Trata-se de uma experiência extremamente sensorial, que sabe lidar com medo e dosar os riscos envolvidos mantendo a ação constante
Existe, ainda, um esforço para emular um aspecto importante e tipicamente spielbergiano: a capacidade de orientar a trama através de um encadeamento lógico e objetivo de eventos.
No roteiro, escrito por Rick Jaffa e Amanda Silver (a dupla responsável pelos novos “Planeta dos Macacos”) ao lado de Derek Connolly e do próprio diretor, um incidente leva diretamente ao seguinte, o que economiza longos diálogos explicativos e agrava o senso de urgência — os fatos geram consequências que são sentidas imediatamente pelos personagens.

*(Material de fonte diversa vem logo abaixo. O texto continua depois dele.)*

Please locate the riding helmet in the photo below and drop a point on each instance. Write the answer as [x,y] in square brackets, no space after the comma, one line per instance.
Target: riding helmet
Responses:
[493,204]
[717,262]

Sob este aspecto, vale notar outro fator positivo decorrente dessa organização geral em torno de um objetivo específico: a oportunidade de desenvolver os personagens. Desde o início o que está em jogo é a segurança dos visitantes do parque: mudam as dinâmicas, as prioridades imediatas das figuras em cena e as relações entre elas, mas o foco se mantém. Parte daí a possibilidade de traçar arcos menores, tais como o de Claire, que passa de tia desleixada e preocupada apenas com o trabalho a figura feminina forte e obcecada por salvar seus sobrinhos, Gray (Ty Simpkins) e Zack (Nick Robinson).
A mudança ocorre conforme a ação se desenrola, e afeta até mesmo as interações entre os garotos, entre a protagonista e Owen e entre os coadjuvantes (o comando da missão é alterado mais de uma vez, passando de mãos até ser retomado pela dupla principal). Esse tipo de variação, gradual, bem trabalhada e atuada, é fundamental para produzir maior identificação por parte do espectador, abrir espaço para pequenos momentos de humor e acelerar o filme em direção ao seu clímax, um espetáculo de luzes e movimento que faz jus às expectativas criadas no caminhar da trama.

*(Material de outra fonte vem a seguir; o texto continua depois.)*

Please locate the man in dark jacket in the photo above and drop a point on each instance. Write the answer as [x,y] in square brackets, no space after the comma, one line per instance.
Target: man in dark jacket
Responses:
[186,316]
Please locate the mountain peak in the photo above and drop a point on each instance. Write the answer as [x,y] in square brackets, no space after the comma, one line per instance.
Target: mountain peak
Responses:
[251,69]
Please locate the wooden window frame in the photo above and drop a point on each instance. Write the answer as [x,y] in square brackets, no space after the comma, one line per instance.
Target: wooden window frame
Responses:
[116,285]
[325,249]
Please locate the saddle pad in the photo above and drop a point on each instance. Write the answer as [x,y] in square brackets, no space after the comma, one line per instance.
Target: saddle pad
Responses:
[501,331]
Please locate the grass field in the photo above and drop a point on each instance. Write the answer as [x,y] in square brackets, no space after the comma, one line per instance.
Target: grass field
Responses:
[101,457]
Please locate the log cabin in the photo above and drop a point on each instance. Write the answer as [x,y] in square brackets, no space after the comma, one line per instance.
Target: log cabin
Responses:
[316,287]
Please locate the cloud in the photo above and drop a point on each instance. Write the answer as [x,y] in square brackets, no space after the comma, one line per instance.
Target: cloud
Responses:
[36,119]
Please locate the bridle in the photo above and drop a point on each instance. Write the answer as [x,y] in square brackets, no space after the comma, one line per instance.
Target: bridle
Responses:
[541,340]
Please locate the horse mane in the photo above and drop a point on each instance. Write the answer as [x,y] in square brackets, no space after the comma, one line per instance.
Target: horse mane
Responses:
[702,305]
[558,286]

Liderado pelos carismáticos Pratt e Howard, o elenco é fundamental para que o filme alcance seu maior mérito
Contribuem para o sucesso dessa estratégia as performances dos atores. Assim como nos episódios prévios, há um número grande de personagens, e o modo como a trama caminha — desafio é apresentado/ação/próximo desafio — permite que suas participações e desfechos sejam breves, mas também fundamentados. Os destaques, para além do núcleo central, são o desajeitado Lowery (Jake Johnson), um aceno nostálgico ao projeto original, e Masrani (Irrfan Khan), o megalomaníaco que quer controlar tudo.

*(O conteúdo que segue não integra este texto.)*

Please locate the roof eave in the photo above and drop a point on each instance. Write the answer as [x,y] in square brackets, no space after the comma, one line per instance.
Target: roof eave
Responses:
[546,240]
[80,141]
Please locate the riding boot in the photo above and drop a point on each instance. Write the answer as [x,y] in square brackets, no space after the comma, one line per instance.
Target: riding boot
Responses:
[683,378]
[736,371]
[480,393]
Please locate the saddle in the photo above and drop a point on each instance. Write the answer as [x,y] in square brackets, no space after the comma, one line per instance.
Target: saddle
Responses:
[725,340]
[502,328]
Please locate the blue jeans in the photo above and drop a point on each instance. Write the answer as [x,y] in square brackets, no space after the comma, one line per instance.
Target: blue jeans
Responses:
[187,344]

Liderado pelos carismáticos Pratt e Howard, o elenco é fundamental para que o filme alcance seu maior mérito: se equilibrar entre a preocupação com as questões humanas de “Jurassic Park”, quando os dinossauros ocupavam bem menos espaço em cena, e o intenso apelo visual de “O Mundo Perdido” e “Jurassic Park III”, quando a necessidade de mais e maior ganhava contornos muito claros. O resultado é um produto próprio das demandas da Hollywood atual, mas que captura muitas das qualidades fundamentais da Hollywood de outrora.